O Supremo Tribunal de Justiça (STJ) extinguiu um processo criminal contra o juiz Alcides Gomes Andrade, acusado de homicídio negligente no acidente que matou Fabinho, de seis anos, ocorrido em Pensamento, na cidade da Praia. Conforme o acórdão, a prescrição do procedimento criminal deu-se em 2011, impossibilitando a continuidade do processo. A família a vítima fala em “não justiça”.
Segundo o acórdão do STJ que o A NAÇÃO teve acesso, o crime, punível com pena de prisão de até três anos, tinha um prazo de prescrição de cinco anos, conforme as leis vigentes à época dos factos. A contagem do prazo começou, segundo a mesma fonte, em 18 de Julho de 2006, data do acidente, e expirou em 18 de Julho de 2011. A decisão de arquivar o caso foi tomada em conferência pelos juízes do STJ, que reconheceram a prescrição do procedimento criminal.
Mesmo considerando as alterações introduzidas no Código Penal em 2015 e 2021, que ampliaram os prazos de prescrição, a decisão concluiu que, aplicando as normas mais favoráveis ao réu, o prazo máximo de prescrição já havia sido ultrapassado. Assim, o processo foi considerado extinto por prescrição, e não houve outra alternativa senão o arquivamento.
“Não justiça”
A mãe da vítima, Dulcilena Semedo, expressou a este Jornal a sua indignação e decepção com o sistema judicial. Segundo a mesma, em 2014, foi informada por um advogado na Praia que o caso havia sido arquivado, mas, desde então, não recebeu mais nenhuma comunicação oficial das autoridades judiciais.
“Em 2014 fomos chamados por um advogado na zona da Prainha e foi-nos dito que o caso já estava arquivado e que depois seríamos chamados, mas até hoje ninguém nos disse nada. O tribunal nunca nos chamou, o único lugar que fomos foi nesse advogado, nem sei o porquê de ser ele a nos chamar e não as autoridades judiciais. O caso ficou por si, a justiça não foi feita”, afirmou Dulcilena.
“É uma dor que nunca vai embora, e agora, saber que o caso foi arquivado sem justiça, é devastador”, lamentou, questionando as razões que levaram ao “engavetamento” deste processo até à sua prescrição.
Relembrando o caso
Dulcelina Semedo, mesmo com poucas palavras, relembra com dor o dia do acidente: “Foi em 2006, meu filho tinha 6 anos, era o meu terceiro filho, era no ano em que iria para a escola”.
O motorista responsável pelo atropelamento, Alcides Gomes Andrade, segundo ela, trabalha com as “autoridades”, o que, na sua opinião, contribuiu para a falta de justiça no caso.
“Eu acho que a justiça não foi feita porque quem atropelou o meu filho trabalha com as autoridades, se fosse outra pessoa alguma coisa seria feita.

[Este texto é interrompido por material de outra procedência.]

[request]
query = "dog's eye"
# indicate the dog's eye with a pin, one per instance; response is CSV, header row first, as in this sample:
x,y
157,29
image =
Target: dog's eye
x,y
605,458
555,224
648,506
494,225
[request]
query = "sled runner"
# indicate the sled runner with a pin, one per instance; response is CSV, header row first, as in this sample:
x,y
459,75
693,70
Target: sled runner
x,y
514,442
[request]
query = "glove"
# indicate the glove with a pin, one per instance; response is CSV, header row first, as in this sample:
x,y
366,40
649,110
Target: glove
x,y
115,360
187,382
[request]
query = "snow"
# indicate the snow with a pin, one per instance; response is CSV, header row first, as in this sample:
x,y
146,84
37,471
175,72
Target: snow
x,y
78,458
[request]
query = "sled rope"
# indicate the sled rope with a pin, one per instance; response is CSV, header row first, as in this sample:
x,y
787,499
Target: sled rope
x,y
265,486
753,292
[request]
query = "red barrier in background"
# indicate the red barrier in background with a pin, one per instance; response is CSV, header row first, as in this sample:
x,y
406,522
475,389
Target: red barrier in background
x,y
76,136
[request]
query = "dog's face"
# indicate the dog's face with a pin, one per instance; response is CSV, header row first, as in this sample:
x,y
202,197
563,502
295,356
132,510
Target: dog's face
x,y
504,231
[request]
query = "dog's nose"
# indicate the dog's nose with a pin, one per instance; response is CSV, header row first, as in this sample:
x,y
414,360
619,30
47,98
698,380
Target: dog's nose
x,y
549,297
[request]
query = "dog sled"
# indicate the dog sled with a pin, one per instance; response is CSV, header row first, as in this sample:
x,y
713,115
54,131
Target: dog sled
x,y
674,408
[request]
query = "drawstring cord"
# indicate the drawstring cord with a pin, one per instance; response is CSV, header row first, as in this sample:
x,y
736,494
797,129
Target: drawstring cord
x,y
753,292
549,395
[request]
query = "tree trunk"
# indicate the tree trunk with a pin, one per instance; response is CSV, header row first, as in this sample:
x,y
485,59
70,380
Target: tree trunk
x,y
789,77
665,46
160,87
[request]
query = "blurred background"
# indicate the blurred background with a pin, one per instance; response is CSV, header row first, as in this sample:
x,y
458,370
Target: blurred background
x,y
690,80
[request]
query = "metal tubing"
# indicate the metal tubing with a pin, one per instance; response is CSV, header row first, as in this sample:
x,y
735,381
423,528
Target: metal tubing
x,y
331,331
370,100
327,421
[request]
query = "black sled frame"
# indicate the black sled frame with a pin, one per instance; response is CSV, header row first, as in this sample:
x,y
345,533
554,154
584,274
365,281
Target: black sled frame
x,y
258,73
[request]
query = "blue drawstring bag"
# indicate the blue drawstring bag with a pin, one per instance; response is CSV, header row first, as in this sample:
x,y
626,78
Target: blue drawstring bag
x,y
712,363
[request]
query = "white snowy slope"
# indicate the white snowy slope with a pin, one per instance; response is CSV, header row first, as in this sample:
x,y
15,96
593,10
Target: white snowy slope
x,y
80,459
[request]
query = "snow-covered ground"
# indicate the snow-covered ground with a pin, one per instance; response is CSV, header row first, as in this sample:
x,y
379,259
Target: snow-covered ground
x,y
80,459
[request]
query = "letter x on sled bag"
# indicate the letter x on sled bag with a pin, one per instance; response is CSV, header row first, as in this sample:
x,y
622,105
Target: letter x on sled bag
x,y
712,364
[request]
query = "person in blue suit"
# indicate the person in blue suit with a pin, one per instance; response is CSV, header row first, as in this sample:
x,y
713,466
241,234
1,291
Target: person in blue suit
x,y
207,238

Aquele acidente foi brutal, quem esteve presente viu, o carro vinha em alta velocidade, atropelou o meu filho e ainda foi bater na casa de uma tia minha, danificando a varanda toda. O meu Fabinho vinha do jardim, acompanhado de mais outras duas crianças, ele foi atropelado em cima do passeio, morreu na hora, por volta do meio-dia, e foi enterrado no mesmo dia, dado o estado em que ficou o corpo”, contou.
A família de Fabinho esperou por justiça por quase duas décadas, mas a decisão do STJ, apenas, trouxe uma sensação amarga de impunidade. “Estivemos todo esse tempo numa situação complicada, esperando por uma justiça que nunca mais chega e até posso dizer que nem vai chegar, porque já se passaram vários anos e nada. Isto não está bem, mas não há nada a fazer, é o país e a justiça que temos”, lamenta Dulcilena.